FT-IR spectra were used to characterize polyaniline-grafted chitosan. FT-IR spectra were recorded on a BIO-RAD FTS3000 FT-IR spectrometer. Spectra were taken with a resolution of 4 cm−1 in the range of 4000–400 cm−1. Samples were thoroughly ground with exhaustively dried KBr and discs were prepared by compression under vacuum.

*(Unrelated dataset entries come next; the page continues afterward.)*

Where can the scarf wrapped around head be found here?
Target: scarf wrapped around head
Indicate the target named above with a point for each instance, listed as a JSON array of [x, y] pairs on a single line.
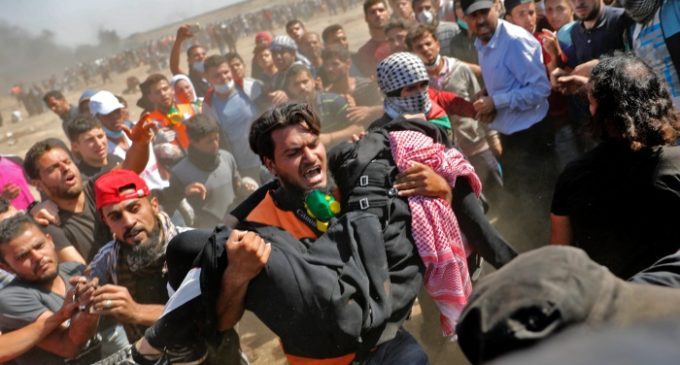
[[178, 77], [642, 11], [398, 71]]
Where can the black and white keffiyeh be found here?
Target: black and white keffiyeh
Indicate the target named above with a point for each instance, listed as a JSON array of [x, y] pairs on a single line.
[[398, 71]]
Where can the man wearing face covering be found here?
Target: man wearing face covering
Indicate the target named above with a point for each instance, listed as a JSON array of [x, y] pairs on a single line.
[[196, 54], [234, 111], [404, 80]]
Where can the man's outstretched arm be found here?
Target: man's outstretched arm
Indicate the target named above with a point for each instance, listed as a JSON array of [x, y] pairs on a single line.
[[247, 253]]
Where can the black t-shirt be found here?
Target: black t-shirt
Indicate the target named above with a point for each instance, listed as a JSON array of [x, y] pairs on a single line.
[[621, 205], [58, 237], [88, 171], [367, 93], [606, 37], [85, 230]]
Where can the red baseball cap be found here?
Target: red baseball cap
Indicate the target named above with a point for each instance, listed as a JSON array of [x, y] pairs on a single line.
[[263, 37], [108, 187]]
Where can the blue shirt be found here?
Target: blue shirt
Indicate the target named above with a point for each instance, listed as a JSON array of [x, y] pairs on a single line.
[[649, 44], [235, 115], [515, 78]]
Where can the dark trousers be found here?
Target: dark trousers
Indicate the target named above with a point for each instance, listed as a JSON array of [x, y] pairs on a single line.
[[529, 176]]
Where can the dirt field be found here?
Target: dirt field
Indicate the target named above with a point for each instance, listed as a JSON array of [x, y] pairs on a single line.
[[261, 345]]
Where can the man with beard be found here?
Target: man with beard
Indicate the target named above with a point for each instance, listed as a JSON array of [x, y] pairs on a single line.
[[515, 104], [42, 283], [196, 54], [50, 168], [331, 108], [89, 142], [132, 268], [234, 111], [207, 176]]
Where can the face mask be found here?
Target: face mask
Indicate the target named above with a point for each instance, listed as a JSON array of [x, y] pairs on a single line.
[[113, 134], [414, 104], [425, 17], [224, 88], [462, 24], [433, 66], [198, 67]]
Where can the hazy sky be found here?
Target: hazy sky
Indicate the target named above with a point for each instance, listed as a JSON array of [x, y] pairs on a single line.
[[77, 21]]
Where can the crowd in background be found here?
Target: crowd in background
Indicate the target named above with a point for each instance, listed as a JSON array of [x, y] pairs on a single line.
[[473, 129]]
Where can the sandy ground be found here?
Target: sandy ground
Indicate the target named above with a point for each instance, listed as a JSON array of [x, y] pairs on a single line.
[[260, 344]]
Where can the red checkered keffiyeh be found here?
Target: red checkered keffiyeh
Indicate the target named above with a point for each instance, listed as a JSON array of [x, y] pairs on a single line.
[[434, 226]]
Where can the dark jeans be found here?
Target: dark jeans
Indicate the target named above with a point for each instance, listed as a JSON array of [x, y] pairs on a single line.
[[403, 349], [529, 176], [185, 326]]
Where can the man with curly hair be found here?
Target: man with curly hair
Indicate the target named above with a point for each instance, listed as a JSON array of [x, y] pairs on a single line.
[[609, 202]]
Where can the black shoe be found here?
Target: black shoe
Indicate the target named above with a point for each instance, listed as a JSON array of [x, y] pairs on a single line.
[[123, 356], [189, 355]]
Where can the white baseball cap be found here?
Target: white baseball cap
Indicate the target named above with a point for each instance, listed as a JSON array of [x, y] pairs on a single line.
[[104, 102]]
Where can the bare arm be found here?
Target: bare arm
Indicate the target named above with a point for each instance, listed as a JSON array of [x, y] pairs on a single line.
[[343, 135], [67, 342], [182, 34], [247, 254], [116, 301], [138, 155], [15, 343], [560, 230]]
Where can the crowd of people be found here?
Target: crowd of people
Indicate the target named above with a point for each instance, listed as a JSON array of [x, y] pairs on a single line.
[[327, 189]]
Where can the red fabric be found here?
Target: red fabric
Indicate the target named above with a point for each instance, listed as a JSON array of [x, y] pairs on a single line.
[[434, 226], [107, 188], [451, 103]]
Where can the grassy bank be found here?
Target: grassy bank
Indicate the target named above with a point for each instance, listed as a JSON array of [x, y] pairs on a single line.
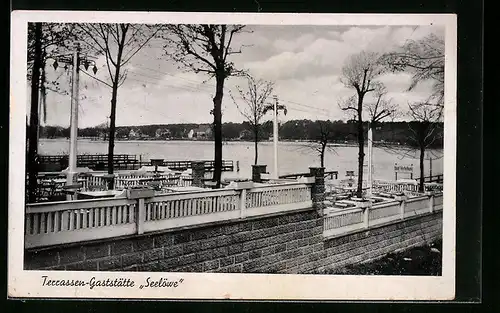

The infrared spectra of chitosan and polyaniline-grafted chitosan are shown in Fig. 1. In the spectrum of the chitosan (Fig. 1(a)), distinctive absorption bands at 3421 cm−1, 2811 cm−1 (–NH2 stretching) and 1647 cm−1, 1597 cm−1, 1380 cm−1 (–NH2 bending) are found. The absorption bands at 1152 cm−1 (anti-symmetric stretching of C–O–C bridge), 1088 cm−1, 1035 cm−1 (skeletal vibration involving the C–O stretching) are characteristics of its saccharide structure. The new absorption bands at 3404 cm−1, 754 cm−1 (–NH bands) and 1563 cm−1, and 1412 cm−1 (phenyl bands) can be detected from grafted chitosan IR spectrum (Fig. 1(b)). In addition, the intensity of the bands of –NH2 is decreased, which suggests that polyaniline has been successfully grafted onto chitosan backbone [4].

Fig. 1
figure 1

Infrared spectrum of (a) chitosan and (b) polyaniline-grafted chitosan

Figure 2 shows the amperometric current response of the enzyme electrodes modified by CS-g-PAN/GOD (curve a) and CS/GOD (curve b), respectively, as a function of layer number. Note that the response current of the two kinds of enzyme electrodes enhances since the amount of the immobilized GOD increases with the increase of the film’s layer number. Whereas chitosan film via graft copolymerization with electroactive PAN enhances the ability of electron transition. Therefore, compared with CS/GOD, the CS-g-PAN/GOD multilayer films can improve the current response more effectively.

Fig. 2
figure 2

Effect of layer number of self-assembly films on the current response to 5 mM glucose

Figure 3a displays a typical current-time response using the enzyme electrode under the optimal experimental conditions (pH 6.8, working potential 0.6 V) after the addition of successive aliquots of glucose to PBS. A well-defined reduction current proportional to the glucose concentration has been observed. In Figure 3, curve (b) [(CS-g-PAN/GOD)12] and curve (c) [(CS/GOD)12] show the amperometric current response of the biosensor as a function of glucose concentration. The response current increases linearly with glucose concentration from 0.5 mM to 16 mM for the [(CS-g-PAN/GOD)12] and from 0.5 mM to 8 mM in the case of [(CS/GOD)12]. The (CS-g-PAN/GOD)12 biosensor has a broader linear range and higher response current than (CS/GOD)12 biosensor, which can satisfy the detection of glucose in human body.

Fig. 3
figure 3

Current response of the (CS-g-PAN/GOD)12 biosensor in the concentration range of 0.5–16 mM (a), the linear calibration plot of enzyme electrodes modified by (CS-g-PAN/GOx)12 (b) and (CS/GOx)12 (c), respectively

Figure 4 illustrates the steady-state current response time of the two biosensors with CS-g-PAN/GOD (a) and CS/GOD (b) under identical condition. Evidently, the former shows a faster response than the latter (5.2 s vs. 10.1 s). Furthermore, the biosensor with CS-g-PAN/GOD has a greater response current than its counterpart. Due to the conductivity of PAN, CS-g-PAN film has a faster transition of electron than CS film. Accordingly, it can enhance the output current and reduce the time of response.

Fig. 4
figure 4

The steady-state current response time of GOD biosensor covered with (CS-g-PAN/GOD)12 (a) and (CS/GOD)12 (b), respectively, to 5 mM glucose

In conclusion, we introduced a new type of amperometric GOD biosensor based on CS-g-PAN/GOD, which was prepared by the technique of layer-by-layer electrostatic self-assembly. The glucose biosensors fabricated using the CS-g-PAN/GOD multilayer film exhibited a faster response and a higher output current to glucose in the normal and diabetic level.